Thursday, 8 December 2016

The Reality Storm

Maybe we should look out for signs of reality storms elsewhere in literature and fiction? Travelers take refuge from an unseasonable storm. Thus, a motorist who crashed his car during a snowstorm in June 1993 meets a sailor whose ship had been swept onto rocks apparently in mid-ocean by an unexpected storm in September 1914. They and many others tell stories while they wait...

There are two theories of reality storms. First:

a big thing happens;
it echoes;
the echoes crash across the worlds;
they are ripples in the fabric of things;
this is possible because reality is fragile.

On this theory, the current "big thing," about which there are only rumors, is, in the words of the centaur Chiron:

"...an event of great moment and consequence.
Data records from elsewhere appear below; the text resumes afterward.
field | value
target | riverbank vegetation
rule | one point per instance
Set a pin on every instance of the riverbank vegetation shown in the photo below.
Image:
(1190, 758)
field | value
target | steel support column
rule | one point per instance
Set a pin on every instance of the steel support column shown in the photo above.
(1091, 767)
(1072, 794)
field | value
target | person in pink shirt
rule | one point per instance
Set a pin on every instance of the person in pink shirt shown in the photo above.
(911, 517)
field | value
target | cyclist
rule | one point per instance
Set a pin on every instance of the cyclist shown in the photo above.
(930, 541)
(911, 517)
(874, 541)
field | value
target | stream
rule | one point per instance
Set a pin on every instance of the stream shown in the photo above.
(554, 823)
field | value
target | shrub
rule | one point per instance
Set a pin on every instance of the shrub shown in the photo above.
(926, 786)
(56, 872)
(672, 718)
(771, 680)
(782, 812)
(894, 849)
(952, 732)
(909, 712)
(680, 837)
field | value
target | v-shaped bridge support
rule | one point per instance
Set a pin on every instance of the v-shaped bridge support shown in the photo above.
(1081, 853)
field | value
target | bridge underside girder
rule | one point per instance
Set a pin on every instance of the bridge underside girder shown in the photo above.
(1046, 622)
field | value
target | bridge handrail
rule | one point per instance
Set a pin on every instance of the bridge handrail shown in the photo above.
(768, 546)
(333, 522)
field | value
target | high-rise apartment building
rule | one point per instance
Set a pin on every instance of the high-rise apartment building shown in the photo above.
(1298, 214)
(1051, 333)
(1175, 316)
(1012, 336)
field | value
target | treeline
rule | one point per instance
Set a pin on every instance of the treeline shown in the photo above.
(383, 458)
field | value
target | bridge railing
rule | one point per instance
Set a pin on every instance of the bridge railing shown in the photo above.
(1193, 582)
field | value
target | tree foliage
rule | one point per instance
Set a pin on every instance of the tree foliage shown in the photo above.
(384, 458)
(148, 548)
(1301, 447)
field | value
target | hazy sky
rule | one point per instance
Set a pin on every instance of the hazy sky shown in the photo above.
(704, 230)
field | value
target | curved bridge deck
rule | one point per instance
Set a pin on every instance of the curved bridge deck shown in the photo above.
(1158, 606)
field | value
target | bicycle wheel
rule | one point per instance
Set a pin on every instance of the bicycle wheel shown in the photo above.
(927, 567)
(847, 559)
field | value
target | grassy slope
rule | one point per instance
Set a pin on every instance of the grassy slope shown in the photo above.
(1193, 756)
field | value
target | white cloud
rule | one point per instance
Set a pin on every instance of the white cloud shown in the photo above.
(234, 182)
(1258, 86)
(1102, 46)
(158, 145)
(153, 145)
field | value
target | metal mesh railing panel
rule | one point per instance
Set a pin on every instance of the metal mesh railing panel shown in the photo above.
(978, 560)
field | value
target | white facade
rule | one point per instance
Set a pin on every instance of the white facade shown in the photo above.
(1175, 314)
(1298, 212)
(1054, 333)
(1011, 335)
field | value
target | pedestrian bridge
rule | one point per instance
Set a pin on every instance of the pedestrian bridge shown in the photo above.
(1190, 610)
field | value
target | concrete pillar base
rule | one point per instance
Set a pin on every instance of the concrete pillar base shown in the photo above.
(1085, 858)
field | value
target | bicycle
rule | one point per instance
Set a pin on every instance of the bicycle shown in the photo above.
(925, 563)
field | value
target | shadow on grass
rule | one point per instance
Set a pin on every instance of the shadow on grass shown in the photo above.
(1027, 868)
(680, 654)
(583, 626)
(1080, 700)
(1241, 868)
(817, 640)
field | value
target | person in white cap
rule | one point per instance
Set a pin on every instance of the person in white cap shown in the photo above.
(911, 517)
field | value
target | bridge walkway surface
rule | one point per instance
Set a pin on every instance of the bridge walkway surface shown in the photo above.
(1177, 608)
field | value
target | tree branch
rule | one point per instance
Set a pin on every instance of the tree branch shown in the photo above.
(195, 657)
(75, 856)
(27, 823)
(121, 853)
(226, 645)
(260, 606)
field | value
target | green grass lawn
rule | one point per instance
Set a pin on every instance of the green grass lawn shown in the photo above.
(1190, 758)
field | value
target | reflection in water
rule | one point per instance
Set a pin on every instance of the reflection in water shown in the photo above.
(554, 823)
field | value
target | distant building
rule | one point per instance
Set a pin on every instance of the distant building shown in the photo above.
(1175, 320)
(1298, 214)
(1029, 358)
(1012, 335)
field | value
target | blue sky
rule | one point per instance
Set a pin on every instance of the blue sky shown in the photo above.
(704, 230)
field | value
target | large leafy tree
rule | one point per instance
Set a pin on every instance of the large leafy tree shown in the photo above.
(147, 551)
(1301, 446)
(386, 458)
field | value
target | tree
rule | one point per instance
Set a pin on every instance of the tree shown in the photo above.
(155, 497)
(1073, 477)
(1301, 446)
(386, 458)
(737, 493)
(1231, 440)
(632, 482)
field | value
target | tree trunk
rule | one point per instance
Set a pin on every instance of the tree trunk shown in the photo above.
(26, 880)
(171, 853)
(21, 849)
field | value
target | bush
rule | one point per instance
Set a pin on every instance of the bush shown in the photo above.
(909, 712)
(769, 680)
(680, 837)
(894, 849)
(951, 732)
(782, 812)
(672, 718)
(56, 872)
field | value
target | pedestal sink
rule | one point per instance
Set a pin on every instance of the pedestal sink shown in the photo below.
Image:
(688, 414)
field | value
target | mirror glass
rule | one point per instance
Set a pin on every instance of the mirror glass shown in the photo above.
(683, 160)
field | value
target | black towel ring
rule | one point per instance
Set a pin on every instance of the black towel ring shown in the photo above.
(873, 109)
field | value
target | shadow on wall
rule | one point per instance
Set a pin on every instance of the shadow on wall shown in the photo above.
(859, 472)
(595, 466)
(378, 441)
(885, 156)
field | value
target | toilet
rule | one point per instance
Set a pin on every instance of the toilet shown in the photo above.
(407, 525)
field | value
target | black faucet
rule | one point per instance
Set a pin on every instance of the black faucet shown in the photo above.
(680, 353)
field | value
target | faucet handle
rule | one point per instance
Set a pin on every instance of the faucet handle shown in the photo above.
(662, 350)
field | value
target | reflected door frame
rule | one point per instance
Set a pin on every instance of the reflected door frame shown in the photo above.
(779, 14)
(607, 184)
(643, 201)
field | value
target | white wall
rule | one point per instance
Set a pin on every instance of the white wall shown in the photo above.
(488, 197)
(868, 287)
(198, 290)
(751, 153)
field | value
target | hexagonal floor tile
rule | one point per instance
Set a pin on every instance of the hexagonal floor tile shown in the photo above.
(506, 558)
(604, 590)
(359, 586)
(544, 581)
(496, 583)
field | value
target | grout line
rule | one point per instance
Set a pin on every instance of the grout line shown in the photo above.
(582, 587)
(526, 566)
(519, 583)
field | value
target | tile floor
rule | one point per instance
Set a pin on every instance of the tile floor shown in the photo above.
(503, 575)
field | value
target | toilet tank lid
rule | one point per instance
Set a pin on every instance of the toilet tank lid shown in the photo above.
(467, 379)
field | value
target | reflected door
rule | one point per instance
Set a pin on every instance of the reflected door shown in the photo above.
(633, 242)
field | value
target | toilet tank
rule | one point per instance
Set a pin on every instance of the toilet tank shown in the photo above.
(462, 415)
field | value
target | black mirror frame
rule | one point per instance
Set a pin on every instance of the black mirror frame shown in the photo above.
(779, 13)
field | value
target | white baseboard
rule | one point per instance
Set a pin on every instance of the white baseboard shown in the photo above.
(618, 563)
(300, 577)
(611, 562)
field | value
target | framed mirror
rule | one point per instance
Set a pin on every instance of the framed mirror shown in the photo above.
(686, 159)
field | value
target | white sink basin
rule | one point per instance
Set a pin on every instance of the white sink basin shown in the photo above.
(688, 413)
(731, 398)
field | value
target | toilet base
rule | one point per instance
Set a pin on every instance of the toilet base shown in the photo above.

Something that reverberates across time and space and myth. I have never seen the Inn so full." (Worlds' End, p. 141)

However, Chiron's own alternative theory is that reality storms:

"...are caused when two conflicting realities meet or overlap, in the same way natural storms are precipitated by the meeting of hot air and cold.
"It is, however, a difficult hypothesis to test empirically. This is only the second of these storms in my lifetime, and we centaurs consider ourselves a long-lived folk indeed." (p. 146)
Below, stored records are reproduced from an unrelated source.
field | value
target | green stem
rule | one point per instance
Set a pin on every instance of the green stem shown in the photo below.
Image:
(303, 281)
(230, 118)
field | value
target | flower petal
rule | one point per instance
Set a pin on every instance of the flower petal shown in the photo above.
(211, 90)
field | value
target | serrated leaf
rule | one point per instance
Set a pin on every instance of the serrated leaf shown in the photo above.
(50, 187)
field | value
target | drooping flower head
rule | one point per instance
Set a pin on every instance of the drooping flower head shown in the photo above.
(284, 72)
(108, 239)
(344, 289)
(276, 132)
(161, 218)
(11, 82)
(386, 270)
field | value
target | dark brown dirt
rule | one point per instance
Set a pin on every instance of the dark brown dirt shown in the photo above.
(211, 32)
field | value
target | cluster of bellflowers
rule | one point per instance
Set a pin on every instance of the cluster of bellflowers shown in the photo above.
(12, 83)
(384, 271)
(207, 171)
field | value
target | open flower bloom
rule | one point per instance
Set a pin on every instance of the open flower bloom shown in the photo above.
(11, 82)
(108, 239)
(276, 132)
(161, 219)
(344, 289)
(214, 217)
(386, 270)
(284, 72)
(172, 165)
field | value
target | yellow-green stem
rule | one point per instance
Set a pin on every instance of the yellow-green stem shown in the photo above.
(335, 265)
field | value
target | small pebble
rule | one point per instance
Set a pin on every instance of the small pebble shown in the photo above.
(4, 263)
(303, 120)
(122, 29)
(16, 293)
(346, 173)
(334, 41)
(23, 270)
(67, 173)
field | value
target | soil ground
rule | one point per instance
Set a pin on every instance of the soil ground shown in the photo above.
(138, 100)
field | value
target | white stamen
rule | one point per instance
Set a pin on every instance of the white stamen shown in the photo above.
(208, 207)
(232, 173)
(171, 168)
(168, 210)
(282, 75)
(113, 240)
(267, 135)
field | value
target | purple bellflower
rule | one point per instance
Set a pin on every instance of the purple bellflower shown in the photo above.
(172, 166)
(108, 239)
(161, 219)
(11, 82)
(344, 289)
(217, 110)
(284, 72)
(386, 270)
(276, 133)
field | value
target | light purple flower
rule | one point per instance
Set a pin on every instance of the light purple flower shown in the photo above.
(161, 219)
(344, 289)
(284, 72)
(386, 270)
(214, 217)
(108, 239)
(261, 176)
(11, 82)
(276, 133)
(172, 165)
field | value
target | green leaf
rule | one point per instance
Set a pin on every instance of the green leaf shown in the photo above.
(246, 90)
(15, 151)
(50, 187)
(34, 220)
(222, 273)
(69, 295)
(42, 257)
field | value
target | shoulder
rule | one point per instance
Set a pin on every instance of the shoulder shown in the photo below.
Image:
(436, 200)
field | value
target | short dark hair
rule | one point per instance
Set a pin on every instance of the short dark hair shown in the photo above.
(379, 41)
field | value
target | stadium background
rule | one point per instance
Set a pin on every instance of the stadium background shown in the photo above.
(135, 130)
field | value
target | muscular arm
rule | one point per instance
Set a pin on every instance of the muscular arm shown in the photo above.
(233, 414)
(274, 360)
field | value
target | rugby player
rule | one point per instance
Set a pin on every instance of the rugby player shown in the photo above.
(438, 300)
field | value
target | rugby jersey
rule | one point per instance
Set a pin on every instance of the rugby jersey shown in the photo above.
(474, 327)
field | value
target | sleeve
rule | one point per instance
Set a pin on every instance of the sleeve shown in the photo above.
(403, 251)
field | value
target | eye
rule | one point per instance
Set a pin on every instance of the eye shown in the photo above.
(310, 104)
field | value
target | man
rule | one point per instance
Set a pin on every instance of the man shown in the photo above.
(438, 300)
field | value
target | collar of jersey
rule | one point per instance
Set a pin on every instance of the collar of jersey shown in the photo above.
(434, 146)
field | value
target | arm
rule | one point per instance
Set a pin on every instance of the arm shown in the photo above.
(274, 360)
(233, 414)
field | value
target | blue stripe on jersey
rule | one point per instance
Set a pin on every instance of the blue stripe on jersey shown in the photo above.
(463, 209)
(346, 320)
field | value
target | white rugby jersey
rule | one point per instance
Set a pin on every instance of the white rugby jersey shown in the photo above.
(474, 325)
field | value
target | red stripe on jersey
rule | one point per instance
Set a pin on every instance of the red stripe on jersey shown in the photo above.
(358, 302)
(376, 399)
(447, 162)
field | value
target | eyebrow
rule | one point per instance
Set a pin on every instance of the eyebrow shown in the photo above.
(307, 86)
From other data to which we have access, we are able to deduce that:

the first reality storm in Chiron's lifetime was caused by the Crisis on Infinite Earths, which was an overlapping of conflicting realities;

the current storm is caused by the death and funeral of Dream of the Endless - and this is an event of great moment and consequence.

Its consequences will be felt elsewhere, whether or not they are recognized as such. Why is it that:

"There were many gathered this evening, to sit before the innkeeper's fire, enjoy his food and drink and regale him with their tales."?
-Poul Anderson, A Midsummer Tempest (London, 1975), Epilogue, p. 228.